Usando como gancho a recente nomeação para a presidência do IPHAN, medida classificada por ele como ‘terraplanista”, o professor da Faculdade de Arquitetura e Urbanismo da Universidade Federal do Rio de Janeiro (UFRJ), Cláudio Ribeiro, deu início à live promovida pelo Sindicato dos Arquitetos e Urbanistas no Estado do Rio de Janeiro (SARJ), que abordou o tema ‘Direito à cidade e precarização do trabalho na pandemia”.
A citação ao momento pelo qual passa o IPHAN aconteceu no sentido de mostrar a necessidade cada vez maior que espaços de trabalho como o IPHAN sejam ocupados também por profissionais arquitetos e urbanistas. “Não é um local de trabalho exclusivo para a classe, mas essencial para a arquitetura e urbanismo e à memória cultural, que vêm sofrendo ataques em uma escala assustadora”, afirmou. “O atual momento do IPHAN suscita a pensar sobre qual é o lugar do arquiteto e urbanista no campo profissional e, com base na realidade que tem como exemplo prático o desmantelamento da instituição pelo atual governo, se exige um levante da categoria sobre o ‘pensar’ que esse deveria ser um dos nossos lugares”, pontuou o professor. Ele destaca como ponto de partida uma reflexão sobre a ocupação no campo público da arquitetura e urbanismo em órgãos que atuam com a memória e a cultura.
Segundo Ribeiro, um dos grandes problemas da categoria na atualidade é que ela está mais voltada ao campo liberal, com o entendimento que o profissional se tornará um empresário do ramo. “Esquecem que há um esfacelamento do campo de trabalho e que não há direitos trabalhistas diante de um cenário catastrófico que, para além da pandemia, está sendo usado para catapultar diversas contrarreformas para o trabalhador”, pontuou.
O cenário foi traçado diante da realidade que mostra que por muito anos os profissionais arquitetos e urbanistas se estabilizaram com uma visão limitada do seu campo de trabalho. “Não refletiram sobre o seu papel como arquiteto e urbanista, não pensaram sobre o direito à cidade e não se enxergaram como trabalhadores que precisam de direitos”, destacou Ribeiro.
Na mediação do debate, o presidente do SARJ, Rodrigo Bertamé, lembrou de levantamento recente que apontou que milhares de moradias no Brasil não possuem sequer banheiros.
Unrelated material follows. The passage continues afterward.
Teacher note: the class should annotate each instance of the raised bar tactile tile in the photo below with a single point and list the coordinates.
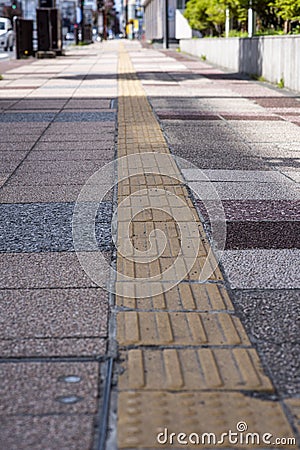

Segundo ele, a realidade reforça o entendimento que, no viés de atuação do mercado liberal, construir banheiros se torna algo pejorativo em uma profissão que desde sempre foi incitada à formação para a construção de “grandes maravilhas e mega intervenções”. O simples, o básico, o estar na comunidade viram subterfúgio. “A ideologia do grande arquiteto é vendida, quando na verdade tudo isso é um processo industrial de grandes empresas que muitas vezes utilizam colaboradores que trabalham de graça. Essa é a lógica do capital”, provocou Bertamé.
“Cria-se a ilusão de que todos vão se tornar empresários arquitetos, o que é algo inconcebível”, disse Ribeiro, lembrando que expectativas neste sentido inibem o outro lado da formação, que é aquele voltado aos problemas reais da cidade. “Esses implicam transformações do cotidiano e dos espaços públicos, que vão muito além do capital e do velho desejo do grande projeto.”
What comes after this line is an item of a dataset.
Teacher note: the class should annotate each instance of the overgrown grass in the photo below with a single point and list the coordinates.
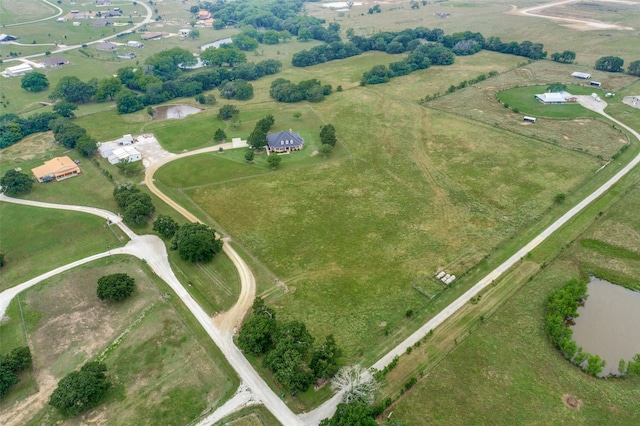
(149, 339)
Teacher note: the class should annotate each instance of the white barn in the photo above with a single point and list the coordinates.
(18, 70)
(128, 152)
Para o professor da UFRJ, um empresário arquiteto e urbanista nada mais é do que um trabalhador informal. “O capital tem a tendência de afastar o trabalhador do seu campo de atuação. E no caso do arquiteto e urbanista, ele acaba se distanciando de sua própria realidade, do seu espaço, se tornando cada vez mais refém de uma atuação não reflexiva e um operador que muitas vezes reproduz algo que nem sabe o que é”, pondera Ribeiro.
Para Bertamé, o debate foi elucidativo ao mostrar o impacto do capital na precarização da categoria. “Nos utiliza como ferramenta de produção de mercadoria, nos afasta de nosso lugar de trabalho e da nossa realidade. Nos mostra como os processos de alienação do trabalho do arquiteto pela técnica tem servido para nos tornar informais e para produzir cidades cada vez mais segregadas e dirigidas pelos sistemas de financeirização”, pontuou. Segundo o presidente do SARJ, uma das alternativas para fazer frente a essa realidade passa pelo entendimento da arquitetura e urbanismo como política pública, tendo como centro a função social dos espaços e a organização da categoria do trabalho e o fortalecimento dos sindicatos.